Non-Parametric Quickest Detection of a Change in the Mean of an Observation Sequence

TL;DR

This paper develops non-parametric quickest detection methods for changes in the mean of an observation sequence with bounded support, focusing on cases with known or partially known pre-change distributions, and introduces the Mean-Change Test (MCT).

Contribution

It derives asymptotically optimal detection tests under bounded support assumptions and introduces the MCT, which requires minimal knowledge of the pre-change distribution.

Findings

The proposed tests asymptotically minimize worst-case detection delay.

The MCT performs well with only mean and variance knowledge of the pre-change distribution.

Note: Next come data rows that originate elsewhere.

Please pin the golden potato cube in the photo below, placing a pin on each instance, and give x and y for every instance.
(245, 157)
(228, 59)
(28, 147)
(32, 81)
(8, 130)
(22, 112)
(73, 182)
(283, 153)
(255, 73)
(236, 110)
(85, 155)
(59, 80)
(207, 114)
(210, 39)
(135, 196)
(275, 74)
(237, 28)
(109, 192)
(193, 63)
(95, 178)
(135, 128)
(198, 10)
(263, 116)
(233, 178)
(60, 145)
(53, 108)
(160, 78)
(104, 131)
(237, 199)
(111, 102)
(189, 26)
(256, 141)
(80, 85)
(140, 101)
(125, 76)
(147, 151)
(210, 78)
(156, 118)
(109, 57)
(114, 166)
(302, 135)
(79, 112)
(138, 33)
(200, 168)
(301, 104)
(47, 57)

Numerical validation shows effectiveness in beta distribution and pandemic monitoring.

Abstract

We study the problem of quickest detection of a change in the mean of an observation sequence, under the assumption that both the pre- and post-change distributions have bounded support. We first study the case where the pre-change distribution is known, and then study the extension where only the mean and variance of the pre-change distribution are known. In both cases, no knowledge of the post-change distribution is assumed other than that it has bounded support. For the case where the pre-change distribution is known, we derive a test that asymptotically minimizes the worst-case detection delay over all post-change distributions, as the false alarm rate goes to zero. We then study the limiting form of the optimal test as the gap between the pre- and post-change means goes to zero, which we call the Mean-Change Test (MCT). We show that the MCT can be designed with only knowledge of the mean and variance of the pre-change distribution. We validate our analysis through numerical results for detecting a change in the mean of a beta distribution. We also demonstrate the use of the MCT for pandemic monitoring.